Due faccia a faccia nel giro di 48 ore. Lega e Pdl trovano la ‘quadra’su immigrazione e i temi caldi dell’agenda parlamentare. A Tunisi Maroni firma l’accordo per fermare l’esodo degli immigrati, a Roma Berlusconi ottiene il dietrofront dall’alleato di ferro sulla gestione dell’emergenza. Poi incontra Mantovano che oggi farà il punto col ministro dell’Interno sui dettagli dell’accordo e deciderà se ritirare o meno le dimissioni, anche se negli ambienti della maggioranza le previsioni propendono per la prima opzione. Davanti a Montecitorio la sinistra, Di Pietro e Fli fanno le prove generali di ‘grande ammucchiata’. A Ballarò, Fini sale in cattedra, boccia l’operato del governo e rilancia la riforma della legge elettorale. Istantanee della giornata politica.

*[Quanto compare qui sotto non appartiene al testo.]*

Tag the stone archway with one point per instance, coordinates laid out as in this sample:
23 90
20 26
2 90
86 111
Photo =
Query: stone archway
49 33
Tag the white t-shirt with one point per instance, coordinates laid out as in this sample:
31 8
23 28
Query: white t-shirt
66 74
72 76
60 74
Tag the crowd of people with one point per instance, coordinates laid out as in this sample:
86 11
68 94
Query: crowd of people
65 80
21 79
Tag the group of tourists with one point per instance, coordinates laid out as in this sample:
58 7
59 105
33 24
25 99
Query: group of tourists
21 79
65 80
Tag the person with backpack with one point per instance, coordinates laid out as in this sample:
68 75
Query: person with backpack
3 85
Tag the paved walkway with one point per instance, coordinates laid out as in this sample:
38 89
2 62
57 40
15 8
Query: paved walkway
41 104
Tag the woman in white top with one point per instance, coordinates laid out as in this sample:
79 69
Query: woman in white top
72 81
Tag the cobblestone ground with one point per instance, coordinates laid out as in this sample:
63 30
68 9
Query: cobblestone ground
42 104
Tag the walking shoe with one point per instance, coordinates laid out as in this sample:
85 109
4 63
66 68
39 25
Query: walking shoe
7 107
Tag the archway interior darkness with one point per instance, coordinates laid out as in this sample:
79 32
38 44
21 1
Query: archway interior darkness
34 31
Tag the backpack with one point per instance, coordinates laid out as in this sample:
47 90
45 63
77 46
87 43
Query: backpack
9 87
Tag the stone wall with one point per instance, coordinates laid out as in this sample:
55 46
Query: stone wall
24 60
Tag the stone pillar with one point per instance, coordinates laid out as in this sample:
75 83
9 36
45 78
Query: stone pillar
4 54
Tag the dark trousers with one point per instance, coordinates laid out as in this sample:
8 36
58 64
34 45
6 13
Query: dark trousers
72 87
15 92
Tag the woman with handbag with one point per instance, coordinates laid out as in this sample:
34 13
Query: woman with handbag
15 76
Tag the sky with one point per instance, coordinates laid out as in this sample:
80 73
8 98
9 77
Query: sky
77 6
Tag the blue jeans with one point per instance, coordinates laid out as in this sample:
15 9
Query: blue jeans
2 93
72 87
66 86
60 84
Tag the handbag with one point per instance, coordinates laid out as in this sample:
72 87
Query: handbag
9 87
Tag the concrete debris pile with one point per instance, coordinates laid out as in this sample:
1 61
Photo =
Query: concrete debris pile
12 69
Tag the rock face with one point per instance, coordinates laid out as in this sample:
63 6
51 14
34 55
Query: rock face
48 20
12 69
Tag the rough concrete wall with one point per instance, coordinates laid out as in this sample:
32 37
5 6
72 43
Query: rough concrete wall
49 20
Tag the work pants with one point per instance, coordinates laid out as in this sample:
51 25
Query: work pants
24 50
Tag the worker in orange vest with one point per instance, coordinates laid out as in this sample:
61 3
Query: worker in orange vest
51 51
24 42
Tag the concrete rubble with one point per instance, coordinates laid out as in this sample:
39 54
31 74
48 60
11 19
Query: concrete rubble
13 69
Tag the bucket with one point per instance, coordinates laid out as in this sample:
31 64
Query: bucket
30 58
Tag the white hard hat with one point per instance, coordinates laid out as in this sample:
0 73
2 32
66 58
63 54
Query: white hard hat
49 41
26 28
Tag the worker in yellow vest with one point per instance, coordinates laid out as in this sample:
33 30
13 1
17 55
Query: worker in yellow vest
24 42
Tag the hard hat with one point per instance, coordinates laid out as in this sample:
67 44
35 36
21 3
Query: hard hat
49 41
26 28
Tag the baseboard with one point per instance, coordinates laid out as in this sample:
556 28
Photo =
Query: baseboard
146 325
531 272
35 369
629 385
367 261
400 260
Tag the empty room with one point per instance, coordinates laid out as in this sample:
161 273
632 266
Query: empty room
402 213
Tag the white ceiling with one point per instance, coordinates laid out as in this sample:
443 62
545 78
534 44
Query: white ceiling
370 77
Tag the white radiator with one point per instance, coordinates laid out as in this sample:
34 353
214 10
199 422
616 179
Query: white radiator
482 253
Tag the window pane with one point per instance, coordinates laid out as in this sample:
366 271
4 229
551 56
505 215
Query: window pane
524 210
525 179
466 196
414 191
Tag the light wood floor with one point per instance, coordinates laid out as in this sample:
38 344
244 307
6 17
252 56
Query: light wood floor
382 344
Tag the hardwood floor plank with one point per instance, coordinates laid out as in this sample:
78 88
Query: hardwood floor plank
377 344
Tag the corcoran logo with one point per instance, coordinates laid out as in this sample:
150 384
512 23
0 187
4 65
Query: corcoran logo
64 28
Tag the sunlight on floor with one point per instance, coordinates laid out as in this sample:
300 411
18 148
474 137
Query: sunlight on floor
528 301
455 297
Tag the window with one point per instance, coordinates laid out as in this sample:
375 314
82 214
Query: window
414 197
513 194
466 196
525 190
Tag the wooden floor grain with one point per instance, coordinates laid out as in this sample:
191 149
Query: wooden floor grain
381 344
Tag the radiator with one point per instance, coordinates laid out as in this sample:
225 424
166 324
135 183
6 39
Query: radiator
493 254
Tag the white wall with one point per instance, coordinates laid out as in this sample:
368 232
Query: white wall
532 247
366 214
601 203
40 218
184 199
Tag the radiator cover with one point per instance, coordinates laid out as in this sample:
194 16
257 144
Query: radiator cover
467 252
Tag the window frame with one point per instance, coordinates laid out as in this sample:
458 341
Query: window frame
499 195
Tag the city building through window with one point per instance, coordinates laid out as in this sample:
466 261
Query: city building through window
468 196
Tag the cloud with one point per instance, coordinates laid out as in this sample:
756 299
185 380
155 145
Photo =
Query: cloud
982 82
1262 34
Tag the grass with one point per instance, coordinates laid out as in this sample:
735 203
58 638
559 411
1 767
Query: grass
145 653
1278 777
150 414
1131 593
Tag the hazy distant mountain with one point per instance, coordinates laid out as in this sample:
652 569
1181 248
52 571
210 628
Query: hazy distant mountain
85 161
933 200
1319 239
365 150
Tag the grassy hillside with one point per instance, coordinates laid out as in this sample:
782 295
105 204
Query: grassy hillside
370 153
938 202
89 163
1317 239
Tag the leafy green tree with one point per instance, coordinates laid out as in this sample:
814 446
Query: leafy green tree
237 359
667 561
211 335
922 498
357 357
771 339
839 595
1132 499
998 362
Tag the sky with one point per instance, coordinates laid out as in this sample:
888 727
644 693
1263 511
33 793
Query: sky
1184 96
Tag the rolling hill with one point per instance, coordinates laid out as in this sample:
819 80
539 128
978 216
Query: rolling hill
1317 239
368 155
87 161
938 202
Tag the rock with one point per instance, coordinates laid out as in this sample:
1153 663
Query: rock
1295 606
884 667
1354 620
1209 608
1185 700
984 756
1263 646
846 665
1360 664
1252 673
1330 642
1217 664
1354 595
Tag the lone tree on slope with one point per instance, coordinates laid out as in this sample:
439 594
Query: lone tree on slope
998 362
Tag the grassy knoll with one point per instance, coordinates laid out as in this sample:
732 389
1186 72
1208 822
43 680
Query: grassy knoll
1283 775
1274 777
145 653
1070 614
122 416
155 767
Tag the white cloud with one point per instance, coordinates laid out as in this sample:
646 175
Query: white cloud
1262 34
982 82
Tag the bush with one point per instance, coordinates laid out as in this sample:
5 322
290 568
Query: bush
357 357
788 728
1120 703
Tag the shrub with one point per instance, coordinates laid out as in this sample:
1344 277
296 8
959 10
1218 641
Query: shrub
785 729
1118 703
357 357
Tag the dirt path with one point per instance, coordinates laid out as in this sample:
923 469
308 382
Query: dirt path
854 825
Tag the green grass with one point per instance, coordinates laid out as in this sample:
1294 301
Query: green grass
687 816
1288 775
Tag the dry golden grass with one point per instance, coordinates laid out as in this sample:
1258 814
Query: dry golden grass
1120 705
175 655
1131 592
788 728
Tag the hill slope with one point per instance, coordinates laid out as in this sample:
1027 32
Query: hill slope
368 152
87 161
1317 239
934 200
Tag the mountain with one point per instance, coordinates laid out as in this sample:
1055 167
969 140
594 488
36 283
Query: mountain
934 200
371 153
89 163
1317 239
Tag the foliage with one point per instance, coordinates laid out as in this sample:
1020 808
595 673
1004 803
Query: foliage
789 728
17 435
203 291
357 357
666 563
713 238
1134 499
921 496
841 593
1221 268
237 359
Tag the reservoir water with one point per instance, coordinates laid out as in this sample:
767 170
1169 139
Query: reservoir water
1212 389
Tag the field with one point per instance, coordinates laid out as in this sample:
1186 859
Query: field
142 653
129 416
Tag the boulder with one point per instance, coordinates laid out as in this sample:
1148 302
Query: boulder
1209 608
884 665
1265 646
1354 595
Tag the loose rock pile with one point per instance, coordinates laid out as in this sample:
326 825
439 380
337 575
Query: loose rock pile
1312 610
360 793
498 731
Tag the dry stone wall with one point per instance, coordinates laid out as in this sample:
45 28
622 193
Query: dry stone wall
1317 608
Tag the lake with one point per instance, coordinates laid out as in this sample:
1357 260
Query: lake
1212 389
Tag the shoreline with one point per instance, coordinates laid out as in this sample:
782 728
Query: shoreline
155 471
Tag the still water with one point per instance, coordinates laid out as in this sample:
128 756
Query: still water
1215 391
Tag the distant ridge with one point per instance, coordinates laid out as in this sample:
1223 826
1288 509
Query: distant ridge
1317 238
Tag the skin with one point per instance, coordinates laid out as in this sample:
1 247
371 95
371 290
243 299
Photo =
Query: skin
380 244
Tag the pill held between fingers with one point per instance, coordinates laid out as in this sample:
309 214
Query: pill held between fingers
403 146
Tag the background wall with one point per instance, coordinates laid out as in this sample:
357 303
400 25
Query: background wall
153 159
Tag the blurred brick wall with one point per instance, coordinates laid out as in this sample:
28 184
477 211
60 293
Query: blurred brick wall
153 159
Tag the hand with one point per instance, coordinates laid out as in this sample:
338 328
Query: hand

Otto ore. Negoziati-fiume a Tunisi. Alla fine l’accordo c’è e Maroni fa capire la fatica della mediazione lasciando sul libro degli ospiti dell’ambasciata italiana una frase eloquente: “Ma che avventura!”. I dettagli dell’intesa segnano un punto a favore per il governo italiano e il faccia a faccia del premier col primo ministro tunisino lunedì ha fatto da apripista. Il ministro dell’Interno parla di un accordo tecnico di “cooperazione operativa” finalizzato da un lato a rafforzare la collaborazione tra Italia e Tunisia, “prevenire l’attraversamento irregolare delle frontiere” e combattere la tratta degli esseri umani gestita dalle organizzazioni criminali. Ma la novità rispetto alle previsioni e a quello che più o meno era circolato in giornata, riguarda il rimpatrio dei cittadini “dei due paesi che sono in situazioni irregolari”. Il che potrebbe significare che Tunisi è pronta a riprendersi gli immigrati sbarcati a Lampedusa.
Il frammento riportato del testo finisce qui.